You had previously restored some of America’s most celebrated old courses, can you briefly list some of the clubs where you worked?

JU - For years now I have been fortunate to consult on some really good golf courses, including places like San Francisco Golf Club by Tillinghast and three Mackenzie designs in California - Pasatiempo, The Valley Club and Claremont C.C.  I have also consulted on Charles Blair Macdonald and Seth Raynor designs, a sprinkling of Donald Ross and one of my favorites, the Garden City Golf Club in New York.  These wonderful designs have taught me a lot about what makes golden age designs so timeless and I want to continue bringing these design concepts to my new courses.

How does the Jim Urbina approach to golf design differ from your competitors?

JU - I hope people understand the amount of work I put into every design, and realize that the golf courses I worked on were done without any plans or a golf course contractor.  I had high school kids and Apache Indians and local laborers that had never built a golf course before working with me to craft designs such as Pacific Dunes, Apache Stronghold, Sebonack and Old Macdonald. One of the coolest creations I was a part of was the nine-hole Aetna Springs Club, in Napa California. It was built in 2006-07 by about ten people and was a fun little project with a really good set of greens and 13 imaginative bunkers.

This is what golf course design and construction must have been like before million and bazillion dollars budgets. I think golf courses should go back to this type of craftsmanship.

To close, perhaps explain the Jim Urbina philosophy on design and perhaps why golf developers should engage you as their course architect, or why existing clubs should appoint you as their course consultant?

JU - My philosophy about golf and design started with Pete Dye, who transformed topography by moving mass amounts of dirt to achieve his design features.

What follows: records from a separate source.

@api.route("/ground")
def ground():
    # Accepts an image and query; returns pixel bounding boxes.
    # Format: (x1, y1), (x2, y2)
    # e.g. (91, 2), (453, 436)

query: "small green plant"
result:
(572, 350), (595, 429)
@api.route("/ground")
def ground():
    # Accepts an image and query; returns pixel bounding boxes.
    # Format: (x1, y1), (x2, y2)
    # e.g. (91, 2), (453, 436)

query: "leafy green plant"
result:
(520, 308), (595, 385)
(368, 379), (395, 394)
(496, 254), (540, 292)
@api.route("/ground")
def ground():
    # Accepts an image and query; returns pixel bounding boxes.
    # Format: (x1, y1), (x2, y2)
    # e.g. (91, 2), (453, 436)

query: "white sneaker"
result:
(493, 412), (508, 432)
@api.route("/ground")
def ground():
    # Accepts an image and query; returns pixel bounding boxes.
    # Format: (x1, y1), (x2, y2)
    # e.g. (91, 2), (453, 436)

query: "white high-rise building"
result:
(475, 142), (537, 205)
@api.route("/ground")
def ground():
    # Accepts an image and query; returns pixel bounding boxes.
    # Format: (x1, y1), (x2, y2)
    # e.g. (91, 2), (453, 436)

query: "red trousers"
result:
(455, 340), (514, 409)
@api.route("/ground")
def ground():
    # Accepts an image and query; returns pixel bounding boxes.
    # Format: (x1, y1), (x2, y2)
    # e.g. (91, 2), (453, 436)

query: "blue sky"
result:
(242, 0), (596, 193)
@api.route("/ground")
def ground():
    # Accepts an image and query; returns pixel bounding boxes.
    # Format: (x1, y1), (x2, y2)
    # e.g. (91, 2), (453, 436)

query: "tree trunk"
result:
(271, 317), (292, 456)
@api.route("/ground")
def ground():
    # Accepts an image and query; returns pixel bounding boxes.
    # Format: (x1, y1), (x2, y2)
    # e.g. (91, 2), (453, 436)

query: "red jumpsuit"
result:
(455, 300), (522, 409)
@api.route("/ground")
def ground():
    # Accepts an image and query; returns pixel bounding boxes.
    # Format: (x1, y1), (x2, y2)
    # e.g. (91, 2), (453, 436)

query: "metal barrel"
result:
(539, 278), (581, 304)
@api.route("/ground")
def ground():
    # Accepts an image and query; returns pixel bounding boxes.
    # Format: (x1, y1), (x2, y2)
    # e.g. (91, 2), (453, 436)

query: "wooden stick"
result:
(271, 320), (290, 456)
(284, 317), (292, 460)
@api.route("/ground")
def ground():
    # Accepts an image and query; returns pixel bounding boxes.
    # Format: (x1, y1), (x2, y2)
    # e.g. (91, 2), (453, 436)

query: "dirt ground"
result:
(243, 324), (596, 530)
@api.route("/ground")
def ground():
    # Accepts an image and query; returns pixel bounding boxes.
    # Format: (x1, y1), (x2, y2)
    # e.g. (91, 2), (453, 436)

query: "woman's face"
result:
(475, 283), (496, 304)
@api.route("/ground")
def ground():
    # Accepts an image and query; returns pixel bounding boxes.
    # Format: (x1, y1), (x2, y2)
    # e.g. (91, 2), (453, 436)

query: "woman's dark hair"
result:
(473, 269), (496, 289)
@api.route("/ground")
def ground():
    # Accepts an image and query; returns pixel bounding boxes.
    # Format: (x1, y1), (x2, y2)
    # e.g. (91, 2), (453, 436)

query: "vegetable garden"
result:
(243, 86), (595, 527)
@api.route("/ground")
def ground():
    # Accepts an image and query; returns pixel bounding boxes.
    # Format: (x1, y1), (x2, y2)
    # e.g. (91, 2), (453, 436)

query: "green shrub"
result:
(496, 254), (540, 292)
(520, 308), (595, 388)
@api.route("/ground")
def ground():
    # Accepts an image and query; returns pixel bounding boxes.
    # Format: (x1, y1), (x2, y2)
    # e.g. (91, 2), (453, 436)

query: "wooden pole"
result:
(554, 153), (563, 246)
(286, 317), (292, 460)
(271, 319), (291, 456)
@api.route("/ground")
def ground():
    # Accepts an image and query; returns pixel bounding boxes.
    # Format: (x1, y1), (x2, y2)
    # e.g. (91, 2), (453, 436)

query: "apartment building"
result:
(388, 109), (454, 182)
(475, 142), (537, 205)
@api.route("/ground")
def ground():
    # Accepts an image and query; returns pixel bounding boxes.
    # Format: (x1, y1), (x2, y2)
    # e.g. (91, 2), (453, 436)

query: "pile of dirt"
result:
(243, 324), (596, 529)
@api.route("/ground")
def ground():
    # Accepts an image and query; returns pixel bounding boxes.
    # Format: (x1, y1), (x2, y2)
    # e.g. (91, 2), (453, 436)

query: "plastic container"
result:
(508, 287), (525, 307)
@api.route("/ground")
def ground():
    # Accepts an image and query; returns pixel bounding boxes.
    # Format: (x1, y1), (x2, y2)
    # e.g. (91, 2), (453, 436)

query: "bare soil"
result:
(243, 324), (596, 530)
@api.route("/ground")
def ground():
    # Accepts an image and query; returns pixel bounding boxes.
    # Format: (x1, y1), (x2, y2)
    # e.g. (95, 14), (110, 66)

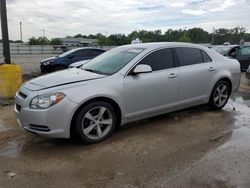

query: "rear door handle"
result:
(168, 73), (178, 78)
(208, 67), (216, 71)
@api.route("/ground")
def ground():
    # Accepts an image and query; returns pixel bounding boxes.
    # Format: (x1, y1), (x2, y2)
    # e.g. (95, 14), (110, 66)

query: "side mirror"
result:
(133, 64), (152, 75)
(68, 55), (75, 59)
(229, 52), (237, 58)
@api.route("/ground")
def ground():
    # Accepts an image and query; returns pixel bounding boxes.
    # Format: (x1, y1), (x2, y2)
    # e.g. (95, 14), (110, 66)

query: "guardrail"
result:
(0, 43), (114, 55)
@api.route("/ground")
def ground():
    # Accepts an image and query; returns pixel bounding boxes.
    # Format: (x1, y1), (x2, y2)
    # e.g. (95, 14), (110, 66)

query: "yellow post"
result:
(0, 64), (22, 99)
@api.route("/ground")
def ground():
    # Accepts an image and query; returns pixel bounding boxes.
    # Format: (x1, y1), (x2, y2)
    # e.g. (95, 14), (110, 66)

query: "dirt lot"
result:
(0, 73), (250, 188)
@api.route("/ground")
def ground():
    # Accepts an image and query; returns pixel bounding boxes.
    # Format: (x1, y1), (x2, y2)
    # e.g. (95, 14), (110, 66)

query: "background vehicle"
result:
(40, 48), (105, 73)
(228, 46), (250, 71)
(213, 45), (250, 71)
(212, 45), (240, 56)
(69, 60), (89, 68)
(246, 65), (250, 83)
(15, 43), (240, 143)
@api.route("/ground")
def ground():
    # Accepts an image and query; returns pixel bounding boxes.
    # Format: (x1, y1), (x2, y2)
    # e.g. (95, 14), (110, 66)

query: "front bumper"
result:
(15, 88), (77, 138)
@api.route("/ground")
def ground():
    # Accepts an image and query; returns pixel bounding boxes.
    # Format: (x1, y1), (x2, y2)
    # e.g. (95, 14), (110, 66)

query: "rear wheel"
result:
(75, 102), (117, 143)
(209, 80), (230, 110)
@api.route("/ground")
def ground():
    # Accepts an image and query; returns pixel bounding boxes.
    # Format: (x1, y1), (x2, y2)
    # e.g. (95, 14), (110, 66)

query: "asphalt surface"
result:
(0, 72), (250, 188)
(0, 54), (54, 75)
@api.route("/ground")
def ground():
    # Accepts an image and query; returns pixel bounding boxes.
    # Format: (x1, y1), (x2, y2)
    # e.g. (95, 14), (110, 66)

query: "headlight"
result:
(30, 93), (66, 109)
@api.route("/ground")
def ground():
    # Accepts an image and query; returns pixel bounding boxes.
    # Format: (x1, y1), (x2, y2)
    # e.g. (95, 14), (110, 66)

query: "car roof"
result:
(74, 47), (105, 52)
(120, 42), (206, 49)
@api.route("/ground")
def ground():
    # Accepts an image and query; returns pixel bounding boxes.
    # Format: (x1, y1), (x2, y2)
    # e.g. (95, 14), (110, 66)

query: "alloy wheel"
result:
(214, 84), (229, 107)
(82, 106), (113, 139)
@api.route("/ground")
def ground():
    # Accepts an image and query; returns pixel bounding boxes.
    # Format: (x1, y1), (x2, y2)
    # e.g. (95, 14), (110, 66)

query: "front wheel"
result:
(75, 102), (117, 143)
(209, 80), (230, 110)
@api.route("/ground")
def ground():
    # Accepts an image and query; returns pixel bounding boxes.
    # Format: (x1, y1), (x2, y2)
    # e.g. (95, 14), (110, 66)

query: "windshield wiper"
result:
(83, 69), (108, 75)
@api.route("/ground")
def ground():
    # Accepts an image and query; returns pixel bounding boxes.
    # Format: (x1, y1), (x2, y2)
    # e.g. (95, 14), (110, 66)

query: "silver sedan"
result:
(15, 43), (240, 143)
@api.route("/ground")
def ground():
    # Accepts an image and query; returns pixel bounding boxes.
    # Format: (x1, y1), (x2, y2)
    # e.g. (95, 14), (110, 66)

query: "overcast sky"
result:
(3, 0), (250, 40)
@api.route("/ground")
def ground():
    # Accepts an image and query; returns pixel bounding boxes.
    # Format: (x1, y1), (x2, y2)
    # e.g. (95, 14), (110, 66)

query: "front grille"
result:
(16, 104), (22, 112)
(28, 124), (50, 132)
(18, 91), (27, 99)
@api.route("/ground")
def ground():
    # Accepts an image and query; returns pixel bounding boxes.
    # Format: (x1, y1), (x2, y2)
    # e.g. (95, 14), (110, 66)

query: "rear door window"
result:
(175, 47), (204, 66)
(139, 49), (174, 71)
(240, 47), (250, 56)
(201, 50), (212, 63)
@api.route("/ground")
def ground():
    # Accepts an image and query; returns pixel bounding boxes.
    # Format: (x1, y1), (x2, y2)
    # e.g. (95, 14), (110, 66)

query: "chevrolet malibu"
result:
(15, 43), (240, 143)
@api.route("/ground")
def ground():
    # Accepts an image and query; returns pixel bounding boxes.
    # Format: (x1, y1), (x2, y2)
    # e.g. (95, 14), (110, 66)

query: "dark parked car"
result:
(246, 65), (250, 83)
(40, 47), (105, 73)
(213, 45), (250, 71)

I have taken his basic design principals and let them evolve over time. 27 years of creating golf courses have taught me easier and more cost effective ways to create really good layouts.  Spending time with Tom and walking and playing great golf courses has allowed me to mix a blend of Pete and Golden Age designs to create new and innovative courses.

Seamless golf is a term I use a lot when explaining the look of the golf courses I have worked on.  I started working with teeing grounds so that they were not unimaginative eyesores that you walked up on and teed off from, I wanted them to be a part of the landscape and started making what I called the Uni –tee.  Robert Hunter, a famous course designer who worked with Dr. Mackenzie, once said that a golf hole should start and finish the same way - very natural and blending in with its surroundings.

Mackenzie himself once said “the chief object of every golf architect or green keeper worth his salt is to imitate the beauties of nature so closely as to make his work indistinguishable from nature itself.” Cypress Point is a pretty good example of this philosophy, and my first attempt came at Pacific Dunes.  I carried on the look to golf courses like Sebonack, Aetna Springs and Old Macdonald.  I also started concentrating on what I called corridor golf, eliminating the lines of convergence on the golf hole.  Studying old courses like St Andrews taught me about changing the way golf courses looked, and made eliminating the very mechanical look of a golf course my priority.  Randomness is the key to a very natural golf course and I work hard to make holes appear one with nature. You can discuss golf strategy until you are blue in the face but I know what makes a golf course fun and challenging and I feel this is the key to really good golf courses that stand the test of time.

I appreciate challenging layouts like Oakmont and Pete Dye’s Sawgrass but my goal is to design and build fun courses that take less then 4 hours to play. We have enough of the high level, difficult golf courses I want to create fun and imaginative ones.